If treating people ethically means protecting them from harm and striving to ensure their well-being by respecting their decisions, ECT is especially controversial because many of those who receive it are vulnerable. If its effectiveness is not consistent with the available evidence (Read & Arnold, 2017), having it for sure is a scientific belief, not a proven fact. This leads us to question the principle of beneficence. The existence ofcommon side effects such as memory impairment allows the principle of nonmaleficence to be asked. Thus, the technique would only be ethically justifiable in restricted or exceptional cases where a rapid response is required to allow these risks to be assumed and provided that other less harmful therapeutic options, such as empirically supported psychological treatments, have failed. Unfortunately, these alternatives are usually not available due to their poor implementation in health services in many countries. This panorama is unacceptable when we have effective psychotherapies for most mental disorders, both in reducing symptoms and improving well-being and quality of life (Cuijpers, 2019).

The improvement of IC is a critical aspect of the debate. According to Read et al. (2021), IC falls below both UK legal requirements and NICE expectations. Consent must be given based on adequate information, so it is necessary to review it. The explanation that ECT is “believed to correct biochemical abnormalities” is misleading and should be avoided (Blease, 2013). The correct thing would be to state that the mechanism of action is unknown. Regarding the effectiveness, it should be reported that it has not been demonstrated in the long term. In some studies, the ECT is not superior to placebo even during treatment. As for side effects, their explanation in the IC has been unacceptably minimized (Burstow, 2016). The risk of memory impairment needs to be better explained. Although generally temporary, this could be permanent, causing a profound change in the lived experience and a transformation of personal identity that would affect the way of relating to the environment and giving continuity to life projects. Insofar as what is altered is the sense of self, it is obligatory to inform that memory damage can imply a more global disturbance than simple deterioration in a psychological process.

Finally, it is necessary to offer less harmful treatment alternatives that have scientific backing. Information that addresses more extensively and risks and benefits in the long term would generate a more autonomous, prudent decision and more realistic expectations about the results. The clinician must ensure that the IC process is free, voluntary, dialogic, and reflexive, which implies time dilation. Even if it is materialized in a signed document, it is invalid and immoral if obtained hastily and without sufficient information. Patients have the right to know, and professionals should report the existing controversy regarding the long-term effectiveness and side effects of ECT in the context of a therapeutic relationship based on trust. Not surprisingly, when the relationship does not start from the recognition and full acceptance of the other, bioethical principles lose much of their meaning (Valverde & Inchauspe, 2017).

Users of mental health services should be treated as what they are, people who need listening, attention, and care. Informing patients and families about ECT's controversial nature is understandably an ethical requirement and a moral obligation. The priority objective must be to improve the care, well-being, and quality of life of patients and reduce the severe problem of stigma.

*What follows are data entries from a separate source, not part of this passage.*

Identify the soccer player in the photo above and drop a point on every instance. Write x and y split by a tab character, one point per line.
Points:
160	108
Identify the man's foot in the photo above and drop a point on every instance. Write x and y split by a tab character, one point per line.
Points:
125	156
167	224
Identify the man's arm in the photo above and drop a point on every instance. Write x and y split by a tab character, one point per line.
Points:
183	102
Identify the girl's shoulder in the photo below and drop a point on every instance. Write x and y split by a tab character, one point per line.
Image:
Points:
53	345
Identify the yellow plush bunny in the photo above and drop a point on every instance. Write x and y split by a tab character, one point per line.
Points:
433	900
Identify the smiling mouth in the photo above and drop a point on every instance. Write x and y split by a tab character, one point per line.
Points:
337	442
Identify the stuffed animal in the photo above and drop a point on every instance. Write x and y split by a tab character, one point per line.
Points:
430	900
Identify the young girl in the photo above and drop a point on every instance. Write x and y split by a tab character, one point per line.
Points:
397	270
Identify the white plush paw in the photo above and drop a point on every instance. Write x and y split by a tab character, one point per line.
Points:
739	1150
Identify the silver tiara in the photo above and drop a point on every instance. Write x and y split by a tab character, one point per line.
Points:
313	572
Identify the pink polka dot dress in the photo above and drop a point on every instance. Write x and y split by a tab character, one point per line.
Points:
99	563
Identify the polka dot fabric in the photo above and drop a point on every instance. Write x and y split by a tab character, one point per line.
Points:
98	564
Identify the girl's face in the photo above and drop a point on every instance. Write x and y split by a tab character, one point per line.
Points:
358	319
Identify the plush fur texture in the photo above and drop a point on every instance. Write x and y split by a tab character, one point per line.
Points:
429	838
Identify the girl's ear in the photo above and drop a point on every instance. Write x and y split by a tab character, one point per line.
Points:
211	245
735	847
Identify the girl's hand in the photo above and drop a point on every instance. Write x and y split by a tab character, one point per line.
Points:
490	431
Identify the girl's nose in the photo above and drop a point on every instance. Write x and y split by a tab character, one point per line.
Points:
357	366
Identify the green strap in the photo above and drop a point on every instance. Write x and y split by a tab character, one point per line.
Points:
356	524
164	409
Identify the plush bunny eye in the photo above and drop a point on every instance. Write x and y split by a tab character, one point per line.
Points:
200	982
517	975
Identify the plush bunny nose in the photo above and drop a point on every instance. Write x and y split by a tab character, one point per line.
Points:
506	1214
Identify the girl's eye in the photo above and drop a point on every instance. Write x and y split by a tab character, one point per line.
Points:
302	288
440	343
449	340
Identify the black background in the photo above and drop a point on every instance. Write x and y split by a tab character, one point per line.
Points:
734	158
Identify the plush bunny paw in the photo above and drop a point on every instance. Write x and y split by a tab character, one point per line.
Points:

In summary, in the debate on the acceptability of ECT, prudence leads to two positions. The first is to suspend its use until well-designed, randomized, controlled studies allow us to conclude that there is any significant benefit against which the proven risks can be weighed (Read et al., 2019). The second is to consider it a last resort in the face of other therapeutic options' failure, including empirically supported psychological treatments whose availability and accessibility health institutions should guarantee. Of course, we believe that psychiatrists who use ECT have the best intention toward their patients. In the short term, ECT can be effective and produce great changes in certain cases (Vallejo, 2011). Nevertheless, the improvement of the IC process is a pending subject.